Eva has worked herself into a state. She's reluctant to return to K-53-A alone with the child. He insists that they stay with him. Over Eve's ennervated refusals, he makes up the bed for them, apologizing for the brutality of bachelorhood. Margaret is across the mattress and asleep before he can turn out the light. He returns to the front room and his journal pile, prepared to sit up all night, a trick that has become almost easy. He has just hit upon an article in a 1955 Nature —one that, for an instant, seems as catalytic as Watson and Crick's piece two years earlier — when Eva pads in, still wrapped in the quilt. "Can I sit out here with you? I'll be quiet."

"You don't have to be quiet."

"Good. Nature again, I see. You men are all alike." She takes the volume from him, thumbs through its thickness, and drops it back into Ressler's hands. "OK. Ask me anything."

Before he can smile, she coils up and follows the book into his lap. She collapses like a cut tree, lets out a bleat of anguish, and balls herself up against him. She is uncannily cold; he wraps her in his forearms to try to trap what little warmth is left in her. "He must be somewhere," he offers.

Evie stifles a vowel. "Keep talking." She digs into his leg, a breeding sea turtle scooping deeper into the beach.

Ressler pops the clutch for a moment before he can locate his deep sentence structures. He begins talking about Tooney and the tornadoes, the likely scenarios accounting for his absence. Paralleling in rough analogy the series turning electrical current into magnet pulse into paper motion into air wave into earbone disturbance into neural network into Brahms, his words of coded comfort drive Evie's muscles into slack acceptance. When he runs out of explication, he goes on filling up empty space. He talks about how essential Blake's sensibilities are to Cyfer, his lucid, first-rate spoiling of half-baked ideas. Tooney is the one person liked by everyone on the team. Eva acknowledges this praise with a muffled sigh. Ressler goes on, explaining how Cyfer has squared off against the coding problem, just what difficulties still lie between them and a map of the nucleotide grammar. As the details are lost on her and therefore safe, he lays out the theory of an in vitro solution just weeks away from gelling: submit the simplest imaginable message to the coding mechanism, and see what the enciphered text looks like. Crack the system by standing over the encoder's shoulder.

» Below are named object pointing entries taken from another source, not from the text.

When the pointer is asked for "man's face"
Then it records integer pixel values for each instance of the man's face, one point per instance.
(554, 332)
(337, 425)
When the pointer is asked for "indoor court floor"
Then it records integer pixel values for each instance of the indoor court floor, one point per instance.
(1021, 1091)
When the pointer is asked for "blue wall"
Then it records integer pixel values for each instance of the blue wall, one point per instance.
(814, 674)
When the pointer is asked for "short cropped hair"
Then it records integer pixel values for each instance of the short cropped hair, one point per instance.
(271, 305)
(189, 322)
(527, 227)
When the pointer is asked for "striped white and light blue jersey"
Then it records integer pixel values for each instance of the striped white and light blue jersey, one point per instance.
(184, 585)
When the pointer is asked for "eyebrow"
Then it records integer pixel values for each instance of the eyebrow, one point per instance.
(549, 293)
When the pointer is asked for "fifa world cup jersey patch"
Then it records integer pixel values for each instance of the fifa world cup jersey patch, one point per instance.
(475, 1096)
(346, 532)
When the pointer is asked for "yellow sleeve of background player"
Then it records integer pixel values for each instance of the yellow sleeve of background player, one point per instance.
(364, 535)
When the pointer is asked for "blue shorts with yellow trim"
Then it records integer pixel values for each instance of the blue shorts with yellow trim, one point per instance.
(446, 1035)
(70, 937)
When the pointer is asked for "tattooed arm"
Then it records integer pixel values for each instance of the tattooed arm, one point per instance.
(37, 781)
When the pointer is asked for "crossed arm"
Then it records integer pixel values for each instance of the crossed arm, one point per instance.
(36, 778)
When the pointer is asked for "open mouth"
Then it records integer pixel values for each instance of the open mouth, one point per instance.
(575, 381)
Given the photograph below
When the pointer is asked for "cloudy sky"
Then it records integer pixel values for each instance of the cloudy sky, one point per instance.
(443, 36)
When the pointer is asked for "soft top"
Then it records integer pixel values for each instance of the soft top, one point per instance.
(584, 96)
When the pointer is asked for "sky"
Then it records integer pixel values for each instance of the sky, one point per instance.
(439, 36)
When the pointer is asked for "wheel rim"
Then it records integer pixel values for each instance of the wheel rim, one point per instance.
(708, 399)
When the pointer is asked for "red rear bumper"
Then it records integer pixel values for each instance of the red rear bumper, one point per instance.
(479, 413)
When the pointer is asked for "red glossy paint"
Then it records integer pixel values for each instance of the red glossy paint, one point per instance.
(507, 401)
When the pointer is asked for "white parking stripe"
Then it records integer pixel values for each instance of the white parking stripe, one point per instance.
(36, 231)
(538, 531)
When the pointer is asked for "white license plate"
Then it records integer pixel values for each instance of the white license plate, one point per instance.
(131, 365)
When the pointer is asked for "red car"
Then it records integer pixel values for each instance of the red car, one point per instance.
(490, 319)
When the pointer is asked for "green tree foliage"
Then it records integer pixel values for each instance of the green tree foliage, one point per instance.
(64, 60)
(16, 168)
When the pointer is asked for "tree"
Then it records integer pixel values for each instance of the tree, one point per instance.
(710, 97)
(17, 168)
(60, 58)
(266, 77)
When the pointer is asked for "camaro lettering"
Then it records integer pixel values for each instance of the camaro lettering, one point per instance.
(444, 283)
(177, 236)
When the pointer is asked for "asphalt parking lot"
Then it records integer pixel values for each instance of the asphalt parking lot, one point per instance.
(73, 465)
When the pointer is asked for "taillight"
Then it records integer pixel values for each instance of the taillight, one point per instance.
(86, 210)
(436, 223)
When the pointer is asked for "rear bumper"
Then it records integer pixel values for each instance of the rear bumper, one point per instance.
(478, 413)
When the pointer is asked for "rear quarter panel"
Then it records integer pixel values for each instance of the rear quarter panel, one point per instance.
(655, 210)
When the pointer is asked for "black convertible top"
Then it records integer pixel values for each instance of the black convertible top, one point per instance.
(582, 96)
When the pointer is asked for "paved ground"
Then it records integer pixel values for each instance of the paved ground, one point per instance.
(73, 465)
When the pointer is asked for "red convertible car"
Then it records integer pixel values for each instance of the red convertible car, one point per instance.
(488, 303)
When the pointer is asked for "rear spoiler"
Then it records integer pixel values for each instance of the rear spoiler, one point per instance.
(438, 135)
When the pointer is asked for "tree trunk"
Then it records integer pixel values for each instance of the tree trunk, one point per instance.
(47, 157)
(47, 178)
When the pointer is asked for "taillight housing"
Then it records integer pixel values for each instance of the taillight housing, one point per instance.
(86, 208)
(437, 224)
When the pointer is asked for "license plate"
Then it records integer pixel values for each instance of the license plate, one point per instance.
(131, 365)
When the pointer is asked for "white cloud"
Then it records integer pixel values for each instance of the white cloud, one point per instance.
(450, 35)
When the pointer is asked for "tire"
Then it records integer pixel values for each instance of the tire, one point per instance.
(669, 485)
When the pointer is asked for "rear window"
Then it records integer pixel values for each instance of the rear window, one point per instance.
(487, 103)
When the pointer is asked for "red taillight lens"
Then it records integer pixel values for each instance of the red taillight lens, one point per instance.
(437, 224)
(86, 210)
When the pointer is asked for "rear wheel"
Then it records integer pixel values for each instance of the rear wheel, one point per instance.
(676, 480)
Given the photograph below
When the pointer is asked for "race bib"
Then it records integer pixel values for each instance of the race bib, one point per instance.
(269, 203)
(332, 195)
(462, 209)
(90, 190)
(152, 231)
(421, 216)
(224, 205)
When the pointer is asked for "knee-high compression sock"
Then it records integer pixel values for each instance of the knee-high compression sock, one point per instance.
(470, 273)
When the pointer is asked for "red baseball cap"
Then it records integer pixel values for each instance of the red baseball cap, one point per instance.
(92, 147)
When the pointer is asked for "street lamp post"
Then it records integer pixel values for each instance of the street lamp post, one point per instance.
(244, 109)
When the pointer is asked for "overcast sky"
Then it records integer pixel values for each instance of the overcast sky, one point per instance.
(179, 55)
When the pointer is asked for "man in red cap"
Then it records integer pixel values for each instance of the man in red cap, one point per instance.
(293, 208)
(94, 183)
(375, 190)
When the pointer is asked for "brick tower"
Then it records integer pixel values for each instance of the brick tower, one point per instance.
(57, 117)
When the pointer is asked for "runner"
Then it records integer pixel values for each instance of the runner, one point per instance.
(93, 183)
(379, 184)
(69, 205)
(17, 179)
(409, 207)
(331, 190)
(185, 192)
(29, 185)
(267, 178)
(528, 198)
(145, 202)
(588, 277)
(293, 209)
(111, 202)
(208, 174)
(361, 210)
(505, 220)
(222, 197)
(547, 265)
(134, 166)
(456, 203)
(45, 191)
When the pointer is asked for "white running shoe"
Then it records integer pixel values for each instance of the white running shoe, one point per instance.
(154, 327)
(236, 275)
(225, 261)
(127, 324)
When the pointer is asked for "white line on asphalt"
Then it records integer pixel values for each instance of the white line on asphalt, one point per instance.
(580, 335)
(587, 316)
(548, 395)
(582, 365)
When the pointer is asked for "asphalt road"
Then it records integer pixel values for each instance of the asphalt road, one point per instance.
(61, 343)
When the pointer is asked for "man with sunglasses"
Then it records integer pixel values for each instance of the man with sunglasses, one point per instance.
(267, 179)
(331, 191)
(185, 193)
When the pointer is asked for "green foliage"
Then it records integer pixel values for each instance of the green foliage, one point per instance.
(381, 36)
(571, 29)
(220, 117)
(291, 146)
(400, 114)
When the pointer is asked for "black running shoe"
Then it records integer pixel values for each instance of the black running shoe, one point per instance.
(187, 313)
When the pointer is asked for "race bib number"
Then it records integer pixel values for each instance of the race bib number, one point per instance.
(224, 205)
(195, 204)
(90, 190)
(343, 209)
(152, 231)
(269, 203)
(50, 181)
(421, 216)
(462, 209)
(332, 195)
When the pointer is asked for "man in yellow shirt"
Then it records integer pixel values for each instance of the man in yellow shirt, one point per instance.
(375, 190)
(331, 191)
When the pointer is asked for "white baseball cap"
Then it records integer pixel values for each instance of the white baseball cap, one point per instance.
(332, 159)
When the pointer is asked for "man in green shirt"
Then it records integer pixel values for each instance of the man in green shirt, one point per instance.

He stops, struck by the beauty of the thing he touches. His hands keep working, rubbing warmth into Eva in ways they would not dare with the other woman now. Eva has lost her agitation. He can stop the invented monologue. But for this perfect audience, asleep, unable to hear, he recites, "I'm in love with a colleague of your husband's. She's as married as you are. Nothing to do about it. No point." He checks each mark off, brutally succinct, but he stops short of the worst: She is a locking template I cannot shake.